NOTES TO THE CONSOLIDATED FINANCIAL STATEMENTS
(U.S. dollars in thousands, except share data)

 

NOTE 18 - SUBSEQUENT EVENTS

 

The Company has evaluated subsequent events from the consolidated balance sheet date through May 7, 2024, the date at which consolidated financial statements were available to be issued.

 

In January 2024, the Company recorded $988 as additional paid-in capital upon issuance of the 600,584 warrants for the Bridge Loan program funding. Refer to Note 10 for further information.

 

In February 2024, the Chief Executive Officer (“CEO”) Kelly Londy resigned after accepting a leading position at a non-competitive multinational healthcare company. Following the departure, Board member Rice Powell assumed the position of CEO and Kelly Londy joined the Company’s Strategic Advisory Council.

 

In February through April of 2024, the Company obtained additional financing through the Bridge Loan program as described in Note 10, in the amount of $3,014. Further, all of the existing loan agreements were amended to extend the initial repayment option to subsequent to the closing of the de-SPAC transaction and shorten the longest repayment term.

 

In March 2024, the Board of Directors of the Company approved a stock option repricing (the “Option Repricing”), which was effective on March 26, 2024, (the “Repricing Date”).

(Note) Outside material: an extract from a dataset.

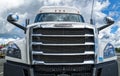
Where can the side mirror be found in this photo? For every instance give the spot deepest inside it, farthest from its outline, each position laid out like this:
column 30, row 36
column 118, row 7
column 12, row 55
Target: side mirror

The Option Repricing applied to outstanding options to purchase ordinary shares of the Company that, as of the Repricing Date, are held by employees of the Company and had an exercise price per share greater than $2.80. As of the Repricing Date, 1,041,966 outstanding options were repriced such that the exercise price per share was reduced to $2.80 effective as of March 26, 2024.

 

In March 2024, the Board of Directors of the Company granted 750,000 new hire options to the Company’s CEO and 140,000 new hire options to the Company’s CFO. The options vest over a period of two to four years.

 

On May 1, 2024, the Company completed its previously announced de-SPAC merger transaction with LAMF. Each Nuvo Share issued and outstanding will, by virtue of the Acquisition Merger and upon the terms and subject to the conditions set forth in the Business Combination Agreement, automatically be deemed to have been transferred and automatically deemed for all purposes to represent only the right to receive a number of Holdco Ordinary Shares equal to the Equity Exchange Ratio. Refer to Note 1 for additional information.